Road - class 3 togher, Derrynagran, Co. Longford
Co. Longford |
Roads & Tracks
In a drain cut through bogland at Derrynagran in County Longford, the exposed face of an ancient road emerged from the peat, its timbers still legible after an unknown span of centuries.
This is a togher, the Irish term for a trackway built across soft or waterlogged ground, and the engineering is modest but deliberate: oak roundwood laid lengthways, packed with slender hazel brushwood, the whole structure just over two and a half metres wide and roughly twenty centimetres deep. On the opposing face of the drain, what appears to be a hurdle panel was also visible, suggesting that woven material may have reinforced or edged the road, a technique that kept a traveller's footing above the bog rather than in it.

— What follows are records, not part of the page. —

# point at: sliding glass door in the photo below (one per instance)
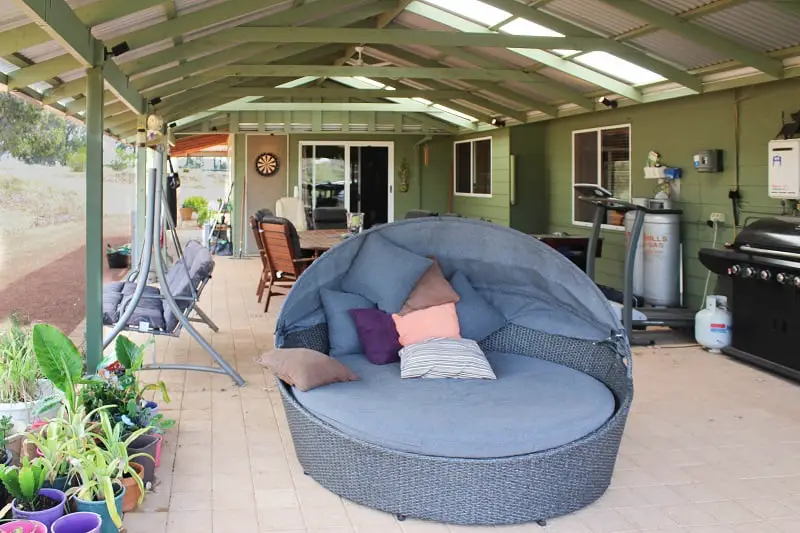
(356, 176)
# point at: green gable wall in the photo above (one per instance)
(677, 129)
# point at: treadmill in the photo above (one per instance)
(672, 317)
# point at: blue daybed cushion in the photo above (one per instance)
(533, 405)
(342, 332)
(477, 318)
(384, 273)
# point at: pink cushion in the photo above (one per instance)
(438, 322)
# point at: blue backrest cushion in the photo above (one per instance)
(477, 318)
(342, 332)
(384, 273)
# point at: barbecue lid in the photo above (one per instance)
(778, 233)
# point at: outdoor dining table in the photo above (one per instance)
(320, 240)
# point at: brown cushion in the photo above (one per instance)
(431, 290)
(306, 369)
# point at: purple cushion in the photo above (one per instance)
(377, 334)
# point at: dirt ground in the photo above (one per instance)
(42, 238)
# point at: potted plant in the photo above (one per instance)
(186, 210)
(78, 523)
(23, 526)
(99, 485)
(21, 382)
(31, 501)
(114, 441)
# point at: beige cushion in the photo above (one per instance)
(306, 369)
(431, 290)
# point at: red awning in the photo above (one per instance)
(197, 143)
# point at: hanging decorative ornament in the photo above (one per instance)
(155, 123)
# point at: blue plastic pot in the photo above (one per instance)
(101, 509)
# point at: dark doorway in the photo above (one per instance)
(369, 193)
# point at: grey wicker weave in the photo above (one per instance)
(486, 491)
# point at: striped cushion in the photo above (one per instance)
(445, 358)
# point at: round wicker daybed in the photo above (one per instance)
(539, 442)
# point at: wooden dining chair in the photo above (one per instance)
(265, 271)
(285, 260)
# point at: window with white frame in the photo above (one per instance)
(601, 156)
(472, 161)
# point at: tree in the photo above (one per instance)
(35, 135)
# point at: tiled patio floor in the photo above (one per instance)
(712, 445)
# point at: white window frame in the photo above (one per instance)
(472, 169)
(599, 169)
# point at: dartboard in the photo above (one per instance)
(267, 164)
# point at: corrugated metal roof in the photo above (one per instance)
(43, 52)
(187, 6)
(134, 21)
(756, 24)
(678, 6)
(595, 15)
(678, 50)
(13, 16)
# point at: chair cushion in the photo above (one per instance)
(533, 405)
(377, 335)
(440, 322)
(477, 318)
(306, 369)
(342, 332)
(431, 289)
(445, 358)
(384, 273)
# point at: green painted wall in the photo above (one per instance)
(404, 148)
(677, 129)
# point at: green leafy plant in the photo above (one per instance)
(24, 482)
(60, 362)
(19, 369)
(196, 203)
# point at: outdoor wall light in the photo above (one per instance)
(118, 49)
(612, 104)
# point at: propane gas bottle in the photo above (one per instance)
(712, 325)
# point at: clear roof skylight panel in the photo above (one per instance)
(521, 26)
(618, 68)
(473, 10)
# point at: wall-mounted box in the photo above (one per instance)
(708, 161)
(784, 169)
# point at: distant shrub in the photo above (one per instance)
(76, 161)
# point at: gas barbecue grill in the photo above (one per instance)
(764, 265)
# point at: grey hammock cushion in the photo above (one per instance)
(533, 405)
(384, 273)
(445, 358)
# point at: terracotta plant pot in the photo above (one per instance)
(27, 526)
(131, 499)
(145, 444)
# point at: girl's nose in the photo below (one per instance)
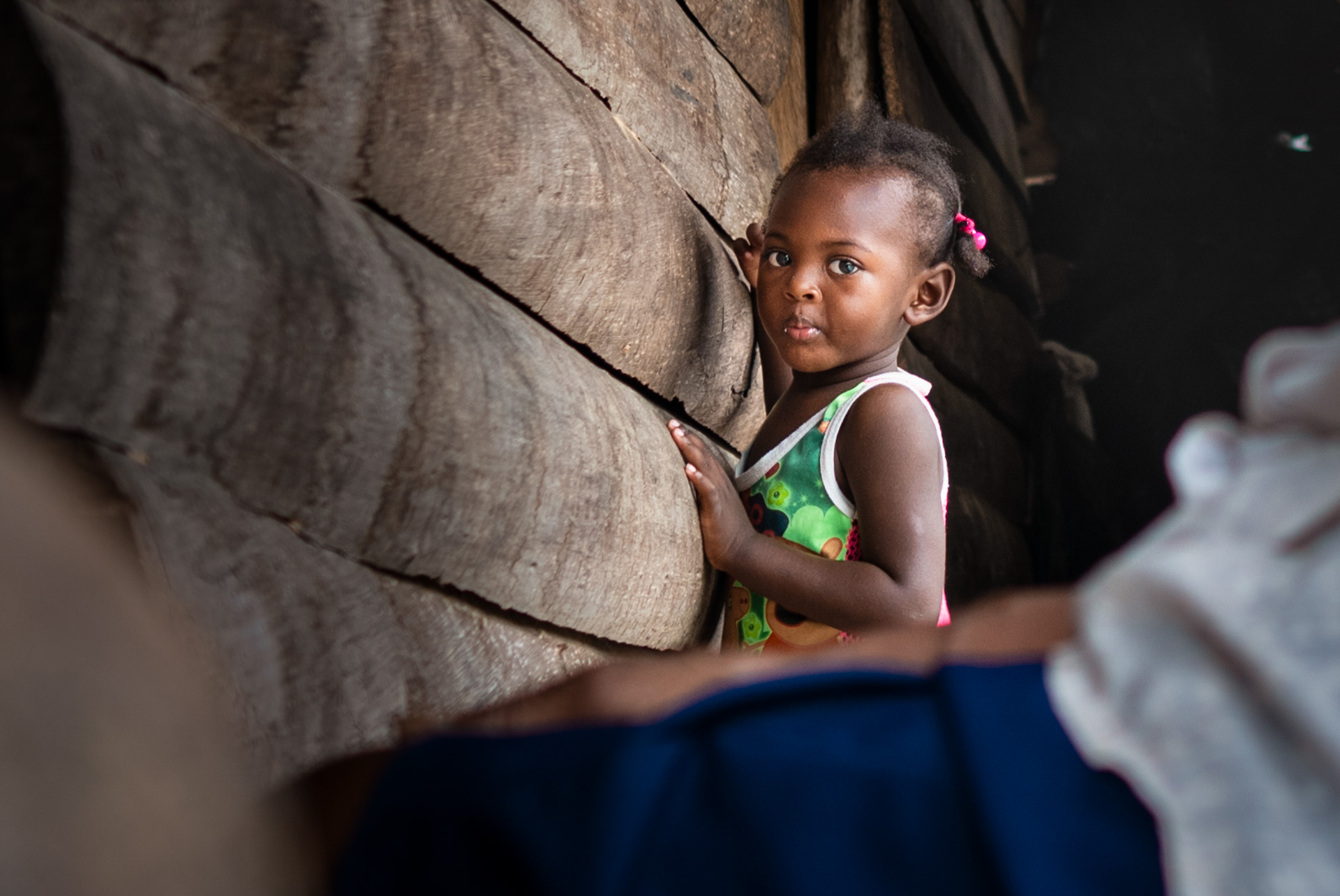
(803, 284)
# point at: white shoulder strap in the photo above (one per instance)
(828, 450)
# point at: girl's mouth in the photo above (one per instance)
(801, 331)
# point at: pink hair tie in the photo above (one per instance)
(968, 227)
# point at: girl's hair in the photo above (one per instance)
(865, 141)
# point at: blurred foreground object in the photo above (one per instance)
(118, 775)
(1207, 667)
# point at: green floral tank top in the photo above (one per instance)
(792, 495)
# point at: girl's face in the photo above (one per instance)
(840, 278)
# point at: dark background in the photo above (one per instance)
(1181, 228)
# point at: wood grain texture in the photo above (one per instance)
(1005, 39)
(953, 35)
(754, 35)
(670, 86)
(983, 454)
(789, 110)
(987, 348)
(453, 119)
(895, 45)
(984, 551)
(334, 373)
(844, 64)
(322, 657)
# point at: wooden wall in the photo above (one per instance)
(375, 313)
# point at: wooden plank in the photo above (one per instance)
(451, 118)
(900, 64)
(983, 454)
(671, 87)
(1005, 39)
(987, 199)
(983, 551)
(789, 112)
(987, 348)
(336, 374)
(754, 35)
(952, 33)
(323, 657)
(844, 70)
(119, 768)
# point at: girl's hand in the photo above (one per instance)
(750, 251)
(725, 525)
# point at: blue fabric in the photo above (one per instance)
(843, 782)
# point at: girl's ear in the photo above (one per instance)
(936, 287)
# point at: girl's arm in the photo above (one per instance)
(888, 456)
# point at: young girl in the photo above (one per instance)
(859, 247)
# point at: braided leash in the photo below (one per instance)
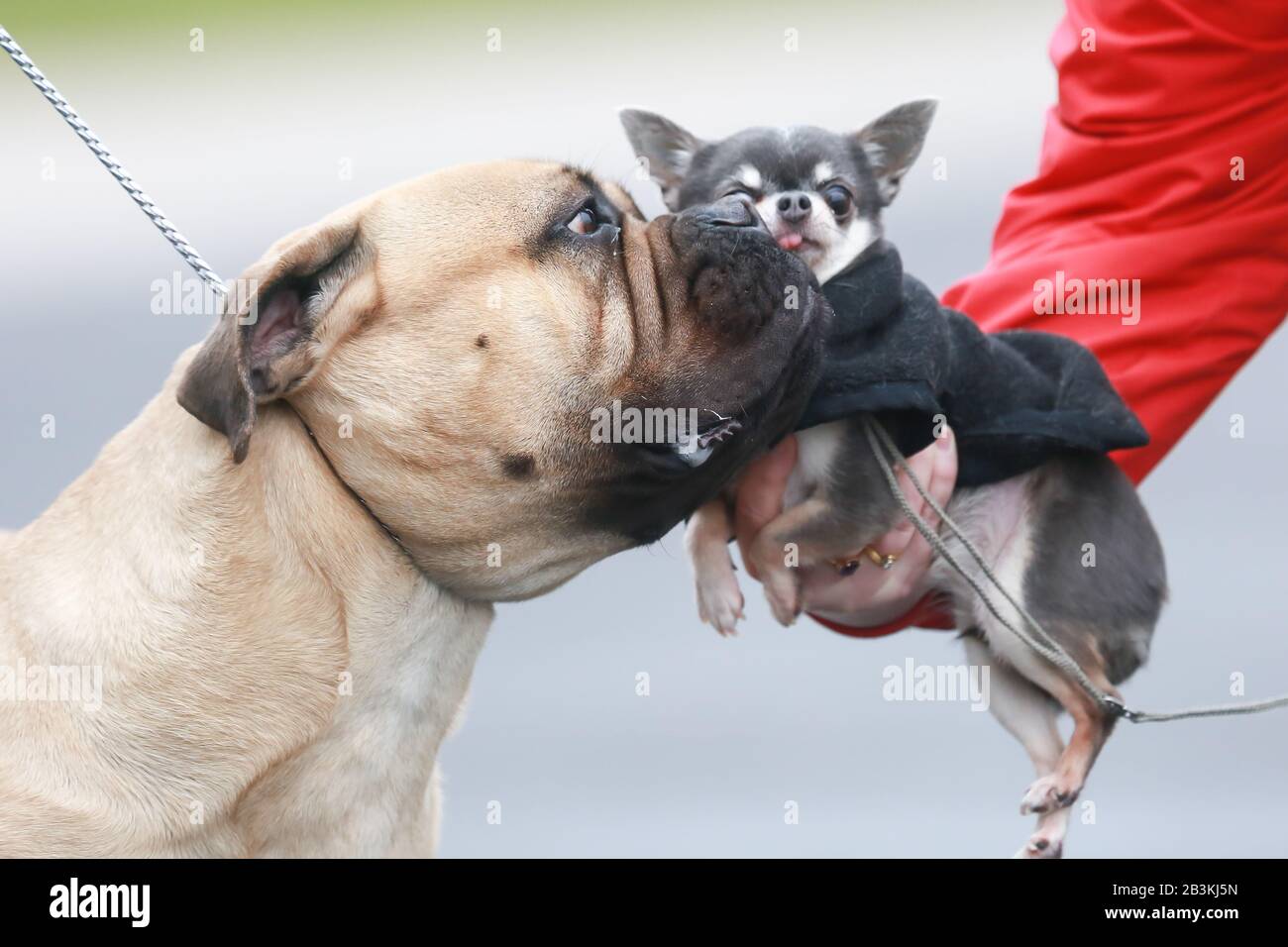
(1034, 635)
(111, 163)
(883, 447)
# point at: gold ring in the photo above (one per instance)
(848, 565)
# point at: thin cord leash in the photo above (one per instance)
(111, 163)
(1035, 637)
(879, 440)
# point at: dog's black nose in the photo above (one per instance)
(794, 206)
(735, 210)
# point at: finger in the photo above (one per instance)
(938, 474)
(760, 493)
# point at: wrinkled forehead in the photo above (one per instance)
(768, 158)
(498, 202)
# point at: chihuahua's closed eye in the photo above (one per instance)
(1033, 415)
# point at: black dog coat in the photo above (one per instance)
(1013, 398)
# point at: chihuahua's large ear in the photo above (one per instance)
(668, 150)
(893, 142)
(281, 318)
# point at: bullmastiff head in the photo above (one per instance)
(248, 626)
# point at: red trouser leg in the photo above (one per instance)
(1162, 162)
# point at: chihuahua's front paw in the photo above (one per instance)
(784, 591)
(720, 602)
(1048, 793)
(1042, 845)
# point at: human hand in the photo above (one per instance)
(870, 595)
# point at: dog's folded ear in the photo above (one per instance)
(281, 318)
(668, 150)
(893, 142)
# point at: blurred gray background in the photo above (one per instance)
(286, 115)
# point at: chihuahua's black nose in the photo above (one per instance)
(794, 206)
(734, 210)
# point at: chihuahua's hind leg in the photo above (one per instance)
(786, 545)
(1029, 715)
(707, 543)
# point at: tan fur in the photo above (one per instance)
(277, 674)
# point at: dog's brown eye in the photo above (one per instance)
(584, 222)
(838, 200)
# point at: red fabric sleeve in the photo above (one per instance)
(1162, 162)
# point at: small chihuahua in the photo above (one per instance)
(1030, 496)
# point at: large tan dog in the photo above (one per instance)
(281, 573)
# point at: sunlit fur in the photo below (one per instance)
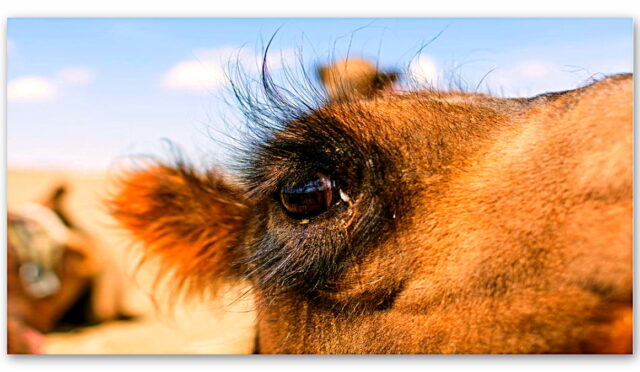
(474, 224)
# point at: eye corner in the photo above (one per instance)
(310, 197)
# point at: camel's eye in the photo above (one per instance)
(308, 198)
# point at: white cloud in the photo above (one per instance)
(424, 70)
(76, 75)
(207, 70)
(31, 89)
(194, 75)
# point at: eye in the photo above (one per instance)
(308, 198)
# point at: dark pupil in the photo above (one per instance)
(308, 198)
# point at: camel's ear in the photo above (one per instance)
(189, 222)
(355, 78)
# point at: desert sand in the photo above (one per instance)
(223, 325)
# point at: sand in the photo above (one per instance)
(216, 326)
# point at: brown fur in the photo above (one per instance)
(475, 225)
(79, 271)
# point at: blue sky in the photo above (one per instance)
(85, 93)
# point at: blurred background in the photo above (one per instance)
(84, 96)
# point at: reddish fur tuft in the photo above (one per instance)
(188, 221)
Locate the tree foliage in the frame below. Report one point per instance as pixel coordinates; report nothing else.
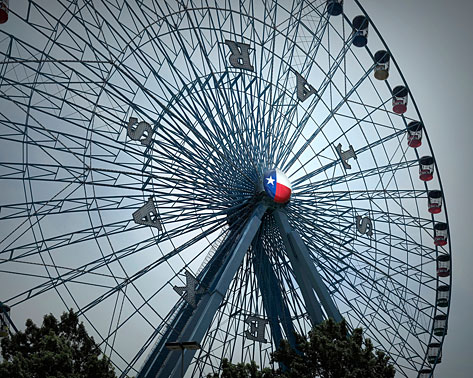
(54, 350)
(329, 351)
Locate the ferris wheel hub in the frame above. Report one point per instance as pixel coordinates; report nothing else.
(277, 186)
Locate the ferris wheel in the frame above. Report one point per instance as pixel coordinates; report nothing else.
(215, 176)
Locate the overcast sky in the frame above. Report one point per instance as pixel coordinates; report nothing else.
(432, 41)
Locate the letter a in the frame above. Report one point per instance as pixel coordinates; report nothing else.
(148, 215)
(240, 57)
(345, 155)
(189, 292)
(304, 89)
(142, 132)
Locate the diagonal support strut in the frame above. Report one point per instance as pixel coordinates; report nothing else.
(306, 274)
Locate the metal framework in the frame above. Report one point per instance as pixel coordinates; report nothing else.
(133, 140)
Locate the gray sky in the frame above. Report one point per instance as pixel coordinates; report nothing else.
(432, 43)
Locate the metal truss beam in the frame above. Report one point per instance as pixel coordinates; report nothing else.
(273, 301)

Toghers like this one belong to a long tradition of Irish wetland road-building stretching back thousands of years, with examples known from the Bronze Age through to the early medieval period. They were the practical solution to a landscape defined by raised bogs and marsh, connecting settlements, grazing grounds, and territories that would otherwise have been seasonally or permanently impassable. The Derrynagran example, classified as a class 3 togher, uses relatively unworked natural materials rather than the more elaborate split-plank construction seen in some of the grander prehistoric examples, placing it towards the less monumental end of the spectrum while being no less archaeologically informative. The combination of oak and hazel is characteristic: oak for structural backbone, hazel for its flexibility and abundance in the surrounding scrub.